Tuesday, May 10, 2011

Remembering Our Fallen Comrades

Ed Toatley, left, with Neill Franklin

Late in the evening on October 30, 2000, Major Neill Franklin was awaken by the ringing of his telephone. At the time, Neill was the commander of training for the Baltimore Police Department, and late night calls were no unusual occurrence. In answering the phone, he expected to hear news of a recruit experiencing difficulty, but instead the voice awaiting him on the other end of the line said something quite different: “Neill, Ed has been shot and taken to Prince George's County General Hospital, and it doesn’t look good.”
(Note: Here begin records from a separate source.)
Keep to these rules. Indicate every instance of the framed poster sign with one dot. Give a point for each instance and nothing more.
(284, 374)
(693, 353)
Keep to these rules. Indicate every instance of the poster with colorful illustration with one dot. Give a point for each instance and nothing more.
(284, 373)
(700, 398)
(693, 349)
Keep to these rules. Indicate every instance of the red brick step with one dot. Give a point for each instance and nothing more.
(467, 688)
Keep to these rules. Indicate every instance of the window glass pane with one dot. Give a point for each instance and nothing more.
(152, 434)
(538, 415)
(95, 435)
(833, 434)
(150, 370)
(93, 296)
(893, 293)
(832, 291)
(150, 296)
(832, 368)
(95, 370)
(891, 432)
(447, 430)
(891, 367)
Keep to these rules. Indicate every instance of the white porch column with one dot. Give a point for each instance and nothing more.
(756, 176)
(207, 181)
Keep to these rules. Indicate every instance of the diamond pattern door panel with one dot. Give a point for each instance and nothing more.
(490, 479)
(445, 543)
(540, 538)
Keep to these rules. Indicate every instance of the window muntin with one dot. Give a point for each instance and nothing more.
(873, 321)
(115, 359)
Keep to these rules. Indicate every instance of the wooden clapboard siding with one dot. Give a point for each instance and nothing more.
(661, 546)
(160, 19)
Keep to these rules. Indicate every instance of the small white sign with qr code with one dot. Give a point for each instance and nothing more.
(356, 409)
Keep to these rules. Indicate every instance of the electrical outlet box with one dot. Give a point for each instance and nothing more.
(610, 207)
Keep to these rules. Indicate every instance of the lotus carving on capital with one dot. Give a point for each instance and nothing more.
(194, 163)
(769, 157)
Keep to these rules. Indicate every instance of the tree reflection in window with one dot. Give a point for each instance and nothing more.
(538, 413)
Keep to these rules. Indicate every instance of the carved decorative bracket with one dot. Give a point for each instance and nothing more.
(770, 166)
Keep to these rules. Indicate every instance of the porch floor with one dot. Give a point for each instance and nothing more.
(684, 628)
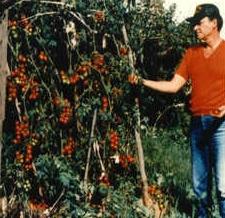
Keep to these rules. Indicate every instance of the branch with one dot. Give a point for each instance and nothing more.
(75, 15)
(90, 147)
(146, 199)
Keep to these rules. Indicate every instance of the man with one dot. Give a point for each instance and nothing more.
(204, 66)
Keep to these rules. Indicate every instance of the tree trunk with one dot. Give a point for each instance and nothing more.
(4, 71)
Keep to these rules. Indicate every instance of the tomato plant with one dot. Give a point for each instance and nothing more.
(68, 59)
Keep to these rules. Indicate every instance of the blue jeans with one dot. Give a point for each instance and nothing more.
(208, 159)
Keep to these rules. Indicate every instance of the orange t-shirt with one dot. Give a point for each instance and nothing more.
(207, 77)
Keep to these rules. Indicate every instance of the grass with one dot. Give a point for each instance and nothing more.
(168, 164)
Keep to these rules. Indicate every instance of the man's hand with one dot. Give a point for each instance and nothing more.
(134, 79)
(220, 112)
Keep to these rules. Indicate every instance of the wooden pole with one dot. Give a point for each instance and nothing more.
(4, 72)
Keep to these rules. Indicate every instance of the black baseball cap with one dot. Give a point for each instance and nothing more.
(204, 10)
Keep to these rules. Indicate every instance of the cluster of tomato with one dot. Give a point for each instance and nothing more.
(66, 113)
(114, 140)
(28, 157)
(12, 90)
(23, 23)
(69, 147)
(35, 91)
(105, 103)
(123, 51)
(104, 179)
(125, 160)
(37, 207)
(157, 195)
(26, 24)
(80, 73)
(99, 16)
(22, 130)
(133, 79)
(98, 62)
(19, 73)
(25, 160)
(42, 56)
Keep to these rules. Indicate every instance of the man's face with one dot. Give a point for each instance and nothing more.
(204, 28)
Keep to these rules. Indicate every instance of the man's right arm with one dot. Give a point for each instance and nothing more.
(172, 86)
Corporal Edward Toatley was a 15-year veteran and undercover narcotics agent for the Maryland State Police. He was assigned to an FBI drug task force and, on that night, was making his final purchase of cocaine in Washington, DC, from a mid-level drug dealer when the dealer, Kofi Orleans-Lindsay, decided he wanted both the drugs and the money for himself. Orleans-Lindsay returned to the car Ed was driving, paused for a moment as he extinguished his cigarette, then shot Ed at point blank range in the side of the head.

Although it took only minutes, the high-speed 53-mile race to the hospital for Neill and his wife felt like the longest ride of Neill’s life. Arriving at the hospital among the scores of family and friends, Neill was guided to the room where Ed laid with his head bandaged and bloody. Ed was no longer with us, but his body was still warm. Neill thought of how just a few weeks earlier Ed was telling him of the plans to make this final purchase of cocaine, meaning one more case in a long line of many would be closed. Ed used to work such cases under Neill's command and they had many such talks in the past, thinking very little of the inherent dangers.

Back at the hospital, next came the moment of facing Ed’s wife and children. Words were few, but hugs were many -- lasting for what seemed like hours and leaving feelings that still linger today.

When the people are gone and the quiet comes, so does the question: Why? Initially thinking of the covert operation, you rehash the event. How could this happen? What went wrong? What was the protocol, what were the signs that this was about to take a wrong turn, and who missed what? But then Neill realized that the questions he was asking dealt only with the symptoms of a much larger problem, the War on Drugs

Ed wasn’t the only cop Neill knew to pass this way. When Neill was working undercover in the 1980s it was Detective Marty Ward in Baltimore City, shot during a botched drug deal in a Baltimore apartment. Then it was Baltimore officer Billy Martin, killed while responding to a drug dealing related call. Soon after Ed’s death, more Baltimore officers would die. Officer Michael Cowdery was gunned down by a local Baltimore drug dealer as he and his partner approached for a field interview on a neighborhood street corner. Officer Kevon Gavin’s patrol vehicle was intentionally broadsided by a heavily armed drug dealer wearing a ballistic vest. The dealer had just shot someone and was being pursued by other officers.

Law enforcers place their lives on the line every day in a career that is already inherently dangerous. Neill has realized that our drug policies are not only ineffective, but also cause great harm to police to and civilians in our communities alike. Our aggressive policing strategies actually generate violence. Police sweeps create voids within the underground market that are eagerly filled by those waiting in the wings. Violent tactics of those competing for a piece of the vacant market share make communities and law enforcement jobs extremely dangerous, more dangerous than necessary.

Neill has decided that enough is enough, and he has vowed to work toward ending the prohibition of all drugs. Too many police officers and children are dying in our streets and the streets of other countries like Mexico.

That's why Neill has joined with a group of other police officers, prosecutors, judges and corrections officials - under the banner of Law Enforcement Against Prohibition (LEAP) - to send a strong message that criminal justice professionals are fed up with the way the "war on drugs" needlessly leads to the deaths of far too many law enforcers.